I was struck by the confidence in which they know where they are going. I am aware that these birds have a kind of compass of sorts in their heads that help them find their way south, but how do they know when to go? What exact path to take? Why do they go every year? Why can't I be that confident about MY life?
I'm working on that. I'm hoping that this is the year that I change the way I look at the path my life is taking and MAKE things happen for me instead of letting things happen to me. You know, a sense of adventure for my life. I want to look forward to things such as travel and arrival on the beaches of Florida like these birds. I want to pack my bags confidently and just GO on an adventure without worrying about being away from home, did I turn the stove off or did I lock the back door? Crap! I forgot my toothbrush!
I want to exude confidence like the sandhill crane. Getting to that point will be the challenge.

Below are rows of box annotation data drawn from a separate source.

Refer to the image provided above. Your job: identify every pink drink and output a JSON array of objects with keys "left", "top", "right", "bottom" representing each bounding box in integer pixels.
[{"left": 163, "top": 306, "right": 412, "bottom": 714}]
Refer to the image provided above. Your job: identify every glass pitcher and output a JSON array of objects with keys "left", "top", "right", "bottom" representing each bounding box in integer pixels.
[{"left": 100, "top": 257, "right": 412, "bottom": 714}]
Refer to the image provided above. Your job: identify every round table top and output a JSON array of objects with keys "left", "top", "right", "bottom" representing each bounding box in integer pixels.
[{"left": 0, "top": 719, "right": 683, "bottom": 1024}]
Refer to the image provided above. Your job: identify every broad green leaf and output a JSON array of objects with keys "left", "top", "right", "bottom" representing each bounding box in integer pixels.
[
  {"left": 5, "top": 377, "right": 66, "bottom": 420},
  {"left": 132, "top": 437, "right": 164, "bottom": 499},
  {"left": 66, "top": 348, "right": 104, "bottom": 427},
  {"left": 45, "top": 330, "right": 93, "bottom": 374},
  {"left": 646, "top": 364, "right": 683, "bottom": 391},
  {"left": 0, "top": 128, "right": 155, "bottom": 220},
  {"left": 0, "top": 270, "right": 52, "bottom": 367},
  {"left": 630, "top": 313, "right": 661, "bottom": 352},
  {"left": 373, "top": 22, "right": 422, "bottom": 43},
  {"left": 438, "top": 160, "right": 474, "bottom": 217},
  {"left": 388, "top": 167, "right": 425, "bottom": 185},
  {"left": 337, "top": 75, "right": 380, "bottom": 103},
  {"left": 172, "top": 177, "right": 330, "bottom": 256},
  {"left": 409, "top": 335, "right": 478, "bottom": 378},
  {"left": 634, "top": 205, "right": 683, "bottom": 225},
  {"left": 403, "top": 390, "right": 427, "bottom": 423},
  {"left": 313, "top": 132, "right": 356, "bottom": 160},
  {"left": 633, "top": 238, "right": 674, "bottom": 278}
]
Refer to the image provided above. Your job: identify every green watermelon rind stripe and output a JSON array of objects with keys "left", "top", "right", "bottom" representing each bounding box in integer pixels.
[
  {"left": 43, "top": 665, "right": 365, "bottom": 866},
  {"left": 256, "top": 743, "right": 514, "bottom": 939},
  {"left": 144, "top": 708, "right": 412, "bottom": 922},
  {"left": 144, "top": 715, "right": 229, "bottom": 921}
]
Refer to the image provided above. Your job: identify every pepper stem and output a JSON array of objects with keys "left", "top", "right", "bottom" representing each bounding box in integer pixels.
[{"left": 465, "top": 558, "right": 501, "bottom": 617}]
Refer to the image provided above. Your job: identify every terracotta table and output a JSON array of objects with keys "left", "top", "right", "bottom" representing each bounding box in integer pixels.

As I write this, I'm sitting on the couch lamenting the loss of my last day of Christmas vacation and having to return to the classroom tomorrow. Why should the last day of vacation signal the last day of my perceived "freedom"? Why do I dread the return to work? My job is not giving me the satisfaction it once did, but why not think of tomorrow as a new opportunity for change? I'm not sure. I need to reprogram my thought processes, but that's very difficult. It's so easy to get caught in a rut.
For now, I'll continue to look to the sky for my answers. I've always thought that there is so much to learn from animals. I think that they are wiser than us in so many ways and can teach us how to live. I say this as Morgan, my cat, wakes up and yawns, repositions herself and then lays back down. Maybe I just need more sleep.